Ella lo hizo aunque sabía lo que iba a encontrarse: molde de labios esculpidos, ojos color tormenta, nariz fina, un lunar aquí y allá, mandíbula firme, características de todos los Kane y las suficientes para despertar las fantasías más intensas en ser humano o legendario.
—Eres tan arrogante...
—Dilo completo —pidió Arthur levantándole el mentón, contemplándola con una dulzura y deseo que solo podía demostrar un hombre enamorado.

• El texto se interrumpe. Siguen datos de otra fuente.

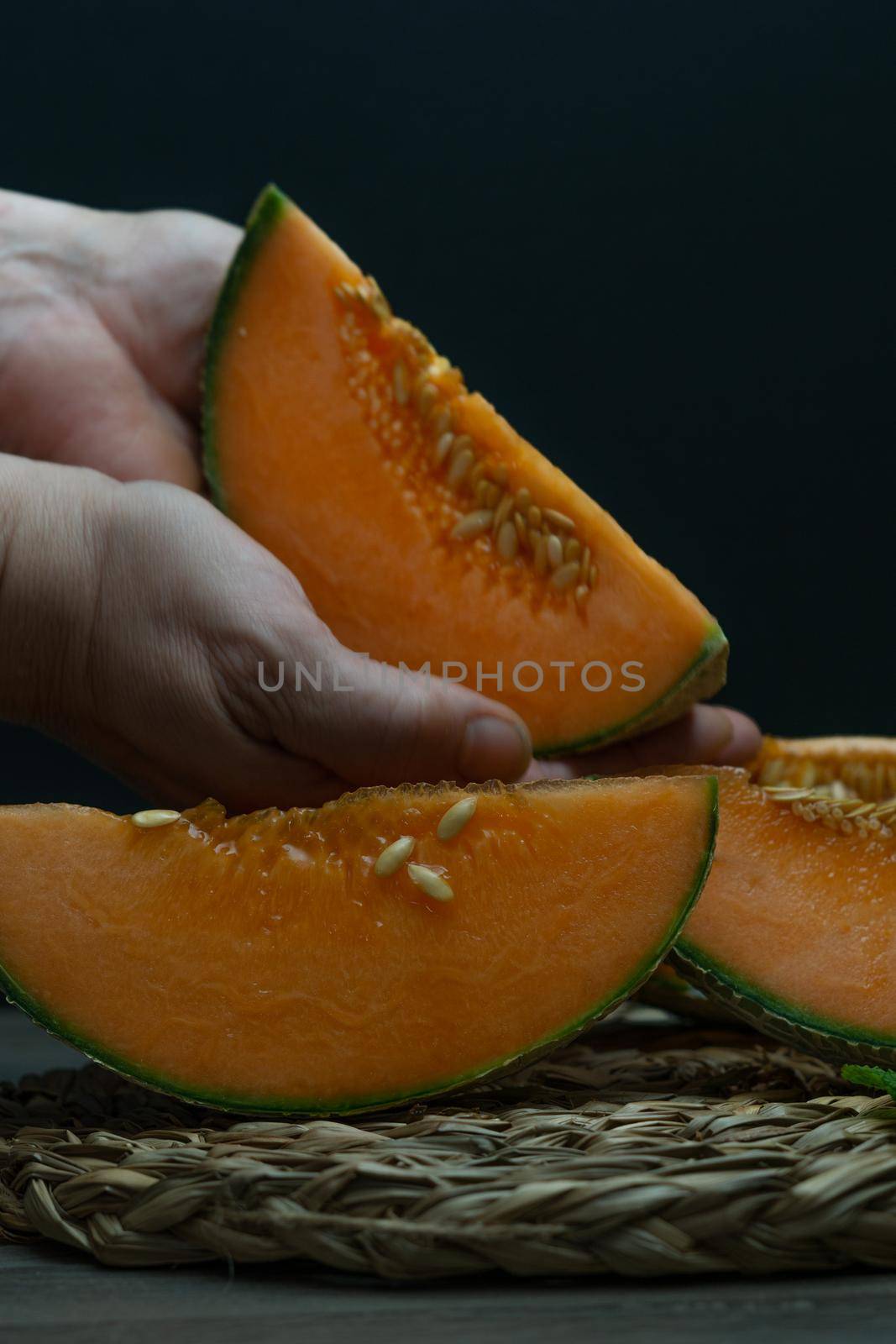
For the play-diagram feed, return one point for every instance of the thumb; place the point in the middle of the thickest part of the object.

—Mi maldito arrogante —completó Khris para darle el gusto.
—Eso es.
Él le dio un beso en la frente, orgulloso de una frase que a ambos siempre les recordaría su encuentro aquella noche en La Sombra. Y siendo justos, el comportamiento de Arthur Kane el noventa y nueve coma nueve por ciento de las veces.
Khristenyara miró pensativa en dirección de las puertas principales por donde se habían ido los recién casados.

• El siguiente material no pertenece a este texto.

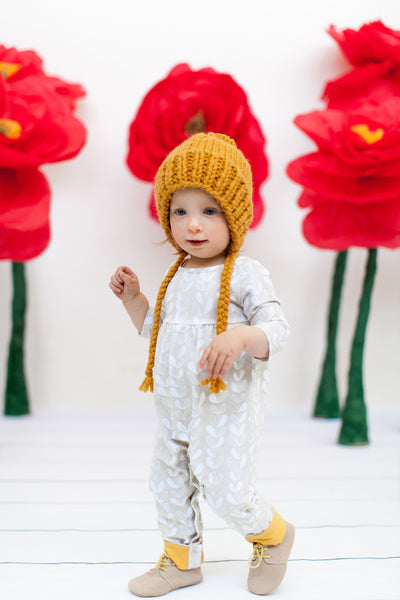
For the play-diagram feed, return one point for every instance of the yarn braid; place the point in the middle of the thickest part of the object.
(148, 382)
(216, 384)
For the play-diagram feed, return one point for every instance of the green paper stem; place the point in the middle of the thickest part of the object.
(354, 429)
(327, 403)
(16, 396)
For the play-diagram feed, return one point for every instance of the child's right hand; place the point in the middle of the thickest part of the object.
(125, 284)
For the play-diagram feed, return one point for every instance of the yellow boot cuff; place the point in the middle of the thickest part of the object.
(185, 557)
(273, 535)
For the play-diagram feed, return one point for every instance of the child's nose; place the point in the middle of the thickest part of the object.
(194, 225)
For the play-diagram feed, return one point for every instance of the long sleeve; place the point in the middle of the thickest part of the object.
(261, 306)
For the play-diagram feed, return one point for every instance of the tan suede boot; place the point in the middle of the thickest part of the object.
(268, 564)
(164, 578)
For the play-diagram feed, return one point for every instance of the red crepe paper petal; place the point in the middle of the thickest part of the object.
(24, 214)
(213, 101)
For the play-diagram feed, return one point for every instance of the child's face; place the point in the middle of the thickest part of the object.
(199, 227)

—Espero que Adrián la trate bien. Suele ser... déspota con quien no se siente cómodo.
—Estoy seguro que él no tendrá que esforzarse para complacerla. ¿No te percataste en la ceremonia? Jaenice se pasó mirando Adrián de un modo nada propio para una señorita virginal como ella.
—¡Arthur!
El general del ejército volvió a reír despreocupado.
—No te angusties, estarán bien. Después de todo acaban de ponerse unas cadenas que duran toda la vida. No les quedará de otra que aprender a soportarse.
Su prometida no respondió nada, se dedicó a dejar la copa en una de las bandejas vacías que un sátiro llevaba. Arthur se enderezó y colocó las manos detrás de la espalda, a lo que Khristen dedujo que estaba adoptando postura para algo importante.
—Sabes, esta conversación... ha servido de antesala para lo que quería decirte.
La emperatriz torció los labios.
—¿Algo así como que no estás preparado para atarte con las cadenas de toda la vida?
—¿Puedes acompañarme afuera?
—¿Solos? —Ella miró a los presentes más cercanos.
—Hemos estado solos millones de veces.
—Pero ahora es diferente. Invitados nos verán escurrirnos de un lugar público a uno privado. Sabes cómo son las costumbres de este...
—Por favor —resopló—, eres la soberana del universo y yo tu Mano Derecha, próximo rey consorte y actual general del ejército. Si alguien es tan tonto como para involucrarnos en un rumor inmoral, le cortamos la cabeza.
Y diciendo esto, Arthur la tomó por el brazo y la condujo fuera, al jardín.